The main mechanism underlying the pathogenesis of metabolic syndromerelated CKD seems to be obesity-induced insulin resistance and chronic inflammation. From a mechanistically point of view, obesity is also the leading factor for increased glomerular volume and hyper filtration, mesangial expansion and podocyte hypertrophy. Abdominal obesity and concomitant low-grade chronic inflammation are the main reasons for insulin resistance. Expansion of visceral adipose tissue activates macrophages to convert into an inflammatory phenotype. Activated macrophages stimulate the secretion of pro-inflammatory cytokines, especially tumor-necrosis factor alpha (TNF-a) and interleukin-6 (IL-6), which further contributes to insulin resistance. Today, visceral adipose tissue is considered as a component of immune system due to the fact that it secretes immune-regulatory mediators, namely adipokines such as leptin, adiponectin, resistin; as well as IL-6, TNF-a and plasminogenactivator- inhibitor -1 (PAI-1). In metabolic syndrome, deranged metabolism of visceral adipose tissue may stimulate insulin resistance, inflammation and atherosclerotic damage. Adipokines release vasoactive mediators and also activate reactive-oxygen species to further damage endothelial structure and promote vascular re-modeling. Antiinflammatory adiponectin level may be reduced leading to vascular smooth muscle proliferation and intimal thickening. Hyperinsulinemia activates arterial stiffness mechanisms leading to salt-sensitive hypertension and microvascular damage. Insulin resistance exerts progressive injury on esentially all the components of the kidney, including tubular epithelial, mesangial, podocyte and endothelial cells through proinflammatory cytokine and profibrotic factor production [7,8].

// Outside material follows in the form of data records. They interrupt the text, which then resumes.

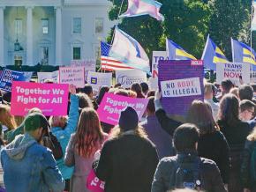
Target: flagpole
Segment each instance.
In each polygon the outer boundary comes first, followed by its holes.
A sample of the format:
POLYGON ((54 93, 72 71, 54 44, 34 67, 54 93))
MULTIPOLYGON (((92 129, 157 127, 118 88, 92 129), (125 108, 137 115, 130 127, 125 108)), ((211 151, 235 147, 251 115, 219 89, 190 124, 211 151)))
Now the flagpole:
MULTIPOLYGON (((102 43, 102 40, 100 40, 100 48, 99 48, 99 49, 100 49, 100 54, 101 54, 101 56, 100 56, 100 62, 101 62, 101 67, 100 67, 100 69, 98 70, 98 71, 97 72, 99 72, 101 70, 102 70, 102 48, 101 48, 101 43, 102 43)), ((99 54, 98 54, 98 56, 99 56, 99 54)))
MULTIPOLYGON (((251 60, 252 59, 252 19, 253 19, 253 0, 252 0, 252 8, 251 8, 251 26, 250 26, 250 46, 251 46, 251 60)), ((252 75, 252 64, 251 64, 251 74, 252 75)), ((250 76, 251 77, 251 76, 250 76)))
MULTIPOLYGON (((122 0, 122 3, 121 3, 121 7, 120 7, 120 9, 119 9, 119 12, 118 12, 117 18, 117 24, 115 25, 115 28, 116 28, 116 26, 117 26, 117 25, 118 25, 118 22, 119 22, 119 16, 120 16, 121 11, 122 11, 122 8, 123 8, 123 4, 124 4, 124 0, 122 0)), ((114 36, 115 36, 115 28, 114 28, 114 32, 113 32, 113 35, 112 35, 112 40, 111 40, 110 46, 112 46, 112 44, 113 44, 114 36)))

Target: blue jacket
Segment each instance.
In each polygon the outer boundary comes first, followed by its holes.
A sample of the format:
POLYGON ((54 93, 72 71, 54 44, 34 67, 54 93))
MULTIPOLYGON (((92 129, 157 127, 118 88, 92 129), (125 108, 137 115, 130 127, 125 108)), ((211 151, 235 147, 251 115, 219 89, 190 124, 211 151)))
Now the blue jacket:
POLYGON ((19 135, 1 151, 7 191, 63 191, 64 181, 52 152, 28 134, 19 135))
MULTIPOLYGON (((51 128, 52 134, 57 138, 61 144, 63 154, 65 153, 65 149, 71 139, 72 134, 76 131, 79 116, 79 98, 76 95, 71 95, 71 106, 67 125, 64 129, 60 127, 51 128)), ((66 166, 64 163, 64 157, 56 161, 56 165, 64 180, 71 179, 73 174, 73 166, 66 166)))

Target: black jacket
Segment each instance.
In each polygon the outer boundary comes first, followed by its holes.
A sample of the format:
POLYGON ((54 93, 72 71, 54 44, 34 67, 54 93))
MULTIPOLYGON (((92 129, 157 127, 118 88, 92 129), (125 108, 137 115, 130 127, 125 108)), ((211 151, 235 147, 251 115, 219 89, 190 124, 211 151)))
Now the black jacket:
MULTIPOLYGON (((163 109, 155 112, 155 115, 161 126, 170 136, 181 122, 169 118, 163 109)), ((230 177, 230 147, 223 134, 216 131, 211 134, 200 136, 198 143, 198 153, 200 157, 214 160, 220 168, 224 183, 228 183, 230 177)))
POLYGON ((218 121, 222 132, 228 140, 230 147, 231 168, 229 181, 229 191, 240 192, 243 190, 241 183, 241 164, 245 143, 251 132, 249 124, 237 120, 232 126, 225 121, 218 121))
MULTIPOLYGON (((192 163, 198 159, 196 153, 178 153, 177 156, 163 158, 158 164, 152 183, 152 192, 165 192, 175 189, 176 173, 178 163, 192 163)), ((224 192, 224 184, 216 164, 204 158, 200 159, 200 189, 207 192, 224 192)))
POLYGON ((242 186, 243 188, 250 188, 251 191, 256 191, 256 183, 252 181, 250 178, 250 161, 252 151, 254 150, 256 143, 255 141, 248 141, 246 140, 245 150, 243 152, 243 160, 241 165, 241 179, 242 179, 242 186))
POLYGON ((158 163, 154 145, 134 134, 107 141, 102 150, 96 175, 105 192, 149 192, 158 163))

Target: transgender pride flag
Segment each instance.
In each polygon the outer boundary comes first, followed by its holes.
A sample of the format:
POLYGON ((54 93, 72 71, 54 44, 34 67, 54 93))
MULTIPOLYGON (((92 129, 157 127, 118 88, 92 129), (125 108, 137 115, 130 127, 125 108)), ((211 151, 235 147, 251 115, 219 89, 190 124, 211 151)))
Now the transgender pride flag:
POLYGON ((159 12, 162 4, 154 0, 128 0, 126 12, 119 18, 150 15, 157 20, 163 20, 163 16, 159 12))

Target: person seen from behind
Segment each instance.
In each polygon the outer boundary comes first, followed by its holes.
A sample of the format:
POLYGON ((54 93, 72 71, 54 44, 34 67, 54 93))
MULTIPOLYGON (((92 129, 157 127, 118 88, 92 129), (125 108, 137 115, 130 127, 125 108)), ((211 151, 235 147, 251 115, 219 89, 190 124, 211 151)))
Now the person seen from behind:
POLYGON ((24 128, 25 134, 1 151, 6 190, 63 191, 65 182, 52 152, 40 144, 44 137, 49 137, 48 120, 40 113, 32 113, 26 117, 24 128))
POLYGON ((66 148, 64 164, 74 166, 71 192, 87 192, 87 179, 92 169, 95 152, 102 148, 108 135, 102 128, 97 112, 91 107, 82 110, 78 129, 66 148))
POLYGON ((200 131, 193 124, 185 123, 175 130, 173 142, 177 154, 159 162, 151 192, 185 188, 197 191, 226 191, 216 164, 198 156, 199 139, 200 131))
POLYGON ((94 164, 97 177, 105 181, 104 191, 149 192, 157 163, 156 149, 139 126, 137 112, 126 107, 94 164))

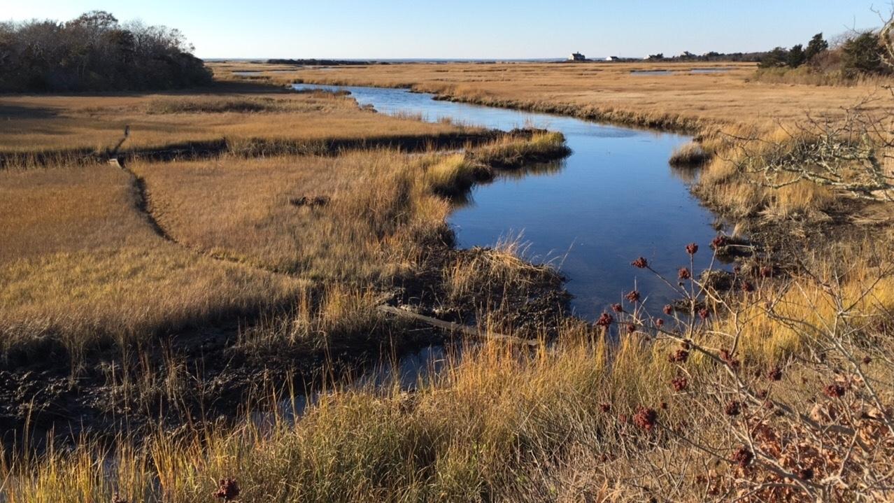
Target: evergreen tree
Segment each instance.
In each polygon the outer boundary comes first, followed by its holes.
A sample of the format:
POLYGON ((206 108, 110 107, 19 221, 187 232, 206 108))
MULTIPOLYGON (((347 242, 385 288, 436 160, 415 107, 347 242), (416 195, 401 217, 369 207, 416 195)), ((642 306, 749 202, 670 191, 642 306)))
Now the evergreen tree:
POLYGON ((807 49, 804 52, 807 61, 813 60, 817 54, 829 49, 829 42, 822 38, 822 33, 814 35, 814 38, 807 43, 807 49))
POLYGON ((807 56, 804 52, 804 46, 797 44, 789 50, 789 66, 797 68, 807 61, 807 56))
POLYGON ((776 47, 763 56, 758 66, 761 68, 781 68, 789 65, 789 51, 784 47, 776 47))

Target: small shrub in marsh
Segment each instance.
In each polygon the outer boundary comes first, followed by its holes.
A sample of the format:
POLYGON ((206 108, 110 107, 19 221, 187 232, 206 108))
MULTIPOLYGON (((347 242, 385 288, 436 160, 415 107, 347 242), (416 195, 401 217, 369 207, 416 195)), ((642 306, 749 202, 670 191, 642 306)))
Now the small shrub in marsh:
POLYGON ((711 154, 701 145, 689 142, 674 149, 668 163, 675 167, 697 167, 711 160, 711 154))

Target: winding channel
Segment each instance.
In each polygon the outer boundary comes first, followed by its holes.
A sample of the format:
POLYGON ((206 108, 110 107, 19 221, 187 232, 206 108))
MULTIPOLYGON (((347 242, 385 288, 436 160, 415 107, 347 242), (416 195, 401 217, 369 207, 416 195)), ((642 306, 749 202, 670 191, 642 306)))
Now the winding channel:
MULTIPOLYGON (((675 277, 679 267, 688 265, 686 245, 696 242, 707 250, 717 234, 716 216, 689 191, 697 173, 668 164, 673 149, 691 139, 687 136, 439 101, 408 89, 294 87, 347 90, 360 105, 392 115, 503 130, 535 126, 564 134, 571 155, 504 172, 491 183, 475 186, 450 223, 463 247, 520 239, 526 258, 552 263, 568 278, 578 316, 597 317, 634 288, 651 305, 662 305, 670 298, 670 289, 630 262, 645 256, 656 270, 675 277)), ((710 255, 696 256, 696 270, 708 266, 710 255)))

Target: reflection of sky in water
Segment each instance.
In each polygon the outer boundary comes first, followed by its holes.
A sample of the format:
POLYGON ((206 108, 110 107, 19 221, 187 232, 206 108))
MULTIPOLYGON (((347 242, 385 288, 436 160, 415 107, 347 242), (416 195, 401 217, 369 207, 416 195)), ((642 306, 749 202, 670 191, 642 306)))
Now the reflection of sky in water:
MULTIPOLYGON (((326 88, 297 85, 296 88, 326 88)), ((669 299, 669 289, 650 272, 630 266, 646 257, 676 278, 688 265, 687 243, 702 252, 696 269, 708 265, 716 235, 713 215, 689 194, 693 174, 668 165, 674 147, 688 138, 608 126, 558 115, 437 101, 406 89, 340 88, 360 105, 385 113, 421 114, 426 120, 509 130, 533 125, 565 134, 574 153, 528 176, 508 173, 476 186, 450 218, 460 246, 493 246, 522 234, 528 258, 552 261, 568 277, 572 306, 587 318, 619 302, 636 282, 652 306, 669 299)))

In the medical literature, it is a matter of debate whether metabolic syndrome really exists, but rather it is a constellation of cardiovascularrelated risk factors. There is also controversy about the causality between metabolic syndrome and CKD. Based on current evidence, it seems that apart from its individual traits, metabolic syndrome per se is also independently linked to development and progression of CKD. In the setting of metabolic syndrome major pathophysiological manifestations occur due to presence of the cardinal features including abdominal obesity and insulin resistance, both of which further elicit complex kidney injury mechanisms through secretion of inflammatory mediators, adipokines or activation endothelial dysfunction, oxidative stress, renin-angiotensinaldosterone and sympathetic nervous system. The resultant effects of all these are the increased risk and progression of CKD, as well as increased cardiovascular morbidity and mortality. The awareness of the link between metabolic syndrome and kidney injury may help to focus on preventive and therapeutic interventions to avoid the deleterious effects of these interrelated pathophysiological processes. Further longitudinal trials are needed to establish the precise role of metabolic syndrome in the incidence and progression of chronic kidney disease.